Immune infiltration analysis from GSE199841 revealed UCP2 showed significant positive correlations with regulatory T cells regulatory (Tregs) and naïve B cells naïve (P<0.05) among the four machine learning-derived feature genes, and was negatively associated with T cell gamma delta and neutrophils (P<0.05) (Figure 7A). NADK2 was significantly correlated positively with T cell CD8 and T cell CD4 naïve (P<0.05), and showed a significant negative correlation with neutrophils (P<0.05) (Figure 7C). IDE was significantly correlated positively with T cell CD8 and T cell CD4 naïve (P<0.05), and was and was inversely associated with neutrophils and T cell gamma delta (P<0.05) (Figure 7D). However, CISD1 was not associated with immune cell infiltration (Figure 7B).

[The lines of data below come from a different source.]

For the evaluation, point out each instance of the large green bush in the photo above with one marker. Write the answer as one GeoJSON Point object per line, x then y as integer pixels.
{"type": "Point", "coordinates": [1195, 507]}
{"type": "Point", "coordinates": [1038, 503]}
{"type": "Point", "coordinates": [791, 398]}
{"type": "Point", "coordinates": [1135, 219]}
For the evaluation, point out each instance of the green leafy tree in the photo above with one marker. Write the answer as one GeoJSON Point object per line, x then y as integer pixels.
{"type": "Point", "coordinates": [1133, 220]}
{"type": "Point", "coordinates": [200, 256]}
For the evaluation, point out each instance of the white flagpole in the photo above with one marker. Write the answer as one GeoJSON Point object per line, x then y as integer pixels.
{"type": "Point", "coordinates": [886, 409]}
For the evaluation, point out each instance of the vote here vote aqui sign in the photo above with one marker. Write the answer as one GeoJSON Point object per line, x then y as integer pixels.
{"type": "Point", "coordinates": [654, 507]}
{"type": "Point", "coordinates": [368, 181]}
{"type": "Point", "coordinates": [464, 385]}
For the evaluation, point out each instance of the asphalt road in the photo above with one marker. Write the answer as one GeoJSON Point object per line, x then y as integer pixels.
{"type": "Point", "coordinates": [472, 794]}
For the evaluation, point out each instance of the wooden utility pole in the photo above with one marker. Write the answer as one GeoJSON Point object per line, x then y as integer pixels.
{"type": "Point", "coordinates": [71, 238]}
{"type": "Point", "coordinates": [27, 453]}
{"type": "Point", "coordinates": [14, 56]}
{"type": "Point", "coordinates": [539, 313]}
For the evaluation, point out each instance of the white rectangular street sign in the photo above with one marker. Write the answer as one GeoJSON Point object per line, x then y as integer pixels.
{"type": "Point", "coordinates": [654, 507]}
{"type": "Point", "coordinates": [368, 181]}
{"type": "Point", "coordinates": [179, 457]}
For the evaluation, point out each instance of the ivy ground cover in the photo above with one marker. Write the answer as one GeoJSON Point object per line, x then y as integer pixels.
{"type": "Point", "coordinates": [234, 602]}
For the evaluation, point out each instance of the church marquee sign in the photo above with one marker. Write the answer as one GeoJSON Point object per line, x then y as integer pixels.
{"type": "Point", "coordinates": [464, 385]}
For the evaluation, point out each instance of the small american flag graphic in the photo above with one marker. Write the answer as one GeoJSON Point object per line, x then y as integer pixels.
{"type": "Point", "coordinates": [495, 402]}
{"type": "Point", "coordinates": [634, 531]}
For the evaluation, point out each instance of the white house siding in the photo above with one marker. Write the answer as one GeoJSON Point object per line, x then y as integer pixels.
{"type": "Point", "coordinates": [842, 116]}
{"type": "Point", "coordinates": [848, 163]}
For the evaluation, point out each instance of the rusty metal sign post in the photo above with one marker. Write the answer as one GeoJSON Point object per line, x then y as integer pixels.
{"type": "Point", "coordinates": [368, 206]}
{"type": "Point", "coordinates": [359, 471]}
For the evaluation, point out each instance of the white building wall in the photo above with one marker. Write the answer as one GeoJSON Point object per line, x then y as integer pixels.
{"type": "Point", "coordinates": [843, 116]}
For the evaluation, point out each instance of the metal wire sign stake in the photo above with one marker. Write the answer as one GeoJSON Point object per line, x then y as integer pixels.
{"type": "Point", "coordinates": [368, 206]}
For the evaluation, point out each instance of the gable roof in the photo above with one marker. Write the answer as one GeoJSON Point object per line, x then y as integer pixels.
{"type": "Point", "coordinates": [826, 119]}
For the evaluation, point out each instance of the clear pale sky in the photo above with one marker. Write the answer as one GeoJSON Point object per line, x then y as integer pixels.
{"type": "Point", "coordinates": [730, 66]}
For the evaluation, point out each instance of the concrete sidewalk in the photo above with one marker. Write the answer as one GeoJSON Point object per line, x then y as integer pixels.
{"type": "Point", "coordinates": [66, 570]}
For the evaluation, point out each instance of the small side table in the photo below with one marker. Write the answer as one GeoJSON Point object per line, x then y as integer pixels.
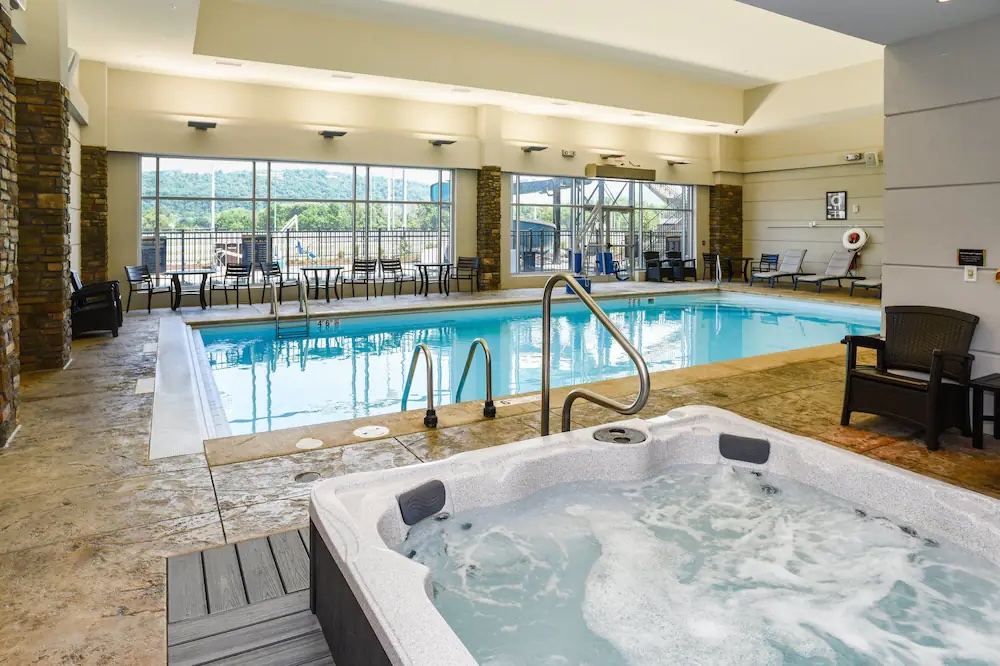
{"type": "Point", "coordinates": [989, 383]}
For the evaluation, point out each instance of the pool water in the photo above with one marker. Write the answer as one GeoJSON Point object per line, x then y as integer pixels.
{"type": "Point", "coordinates": [704, 565]}
{"type": "Point", "coordinates": [357, 366]}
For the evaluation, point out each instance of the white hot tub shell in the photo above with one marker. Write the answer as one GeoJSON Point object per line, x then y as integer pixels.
{"type": "Point", "coordinates": [375, 605]}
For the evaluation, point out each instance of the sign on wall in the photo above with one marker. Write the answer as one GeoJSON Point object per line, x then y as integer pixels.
{"type": "Point", "coordinates": [836, 205]}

Figure 7 Immune infiltration correlates of mitochondrial biomarkers. Spearman correlation heatmaps between expression levels of (A) UCP2, (B) CISD1, (C) NADK2, and (D) IDE with immune cell proportions. A correlation coefficient greater than 0 indicates a positive correlation, while a coefficient less than 0 indicates a negative correlation. Results with p < 0.05 were considered statistically significant and were highlighted in red.

Validation of Feature Genes by qRT-PCR in Rodent Model

A laboratory mouse model of PTSD was established using footshock conditioning23 (Figure 8A). The results showed that the freeze percentage during the third CS was greater than 50% in all mice (Figure 8B), indicating successful model establishment. On the following day, during the fear memory recall test, the footshock-exposed mice exhibited a markedly increased freeze percentage compared to the contextual control group (Figure 8C). The expression of identified genes was experimentally confirmed in peripheral blood using qRT-PCR (Figure 8D–G). qRT-PCR results demonstrated that the feature genes Cisd1, Nadk2, and Ide were significantly upregulated in peripheral blood. Behavioral and qRT-PCR raw data were shown in Supplementary Table 9.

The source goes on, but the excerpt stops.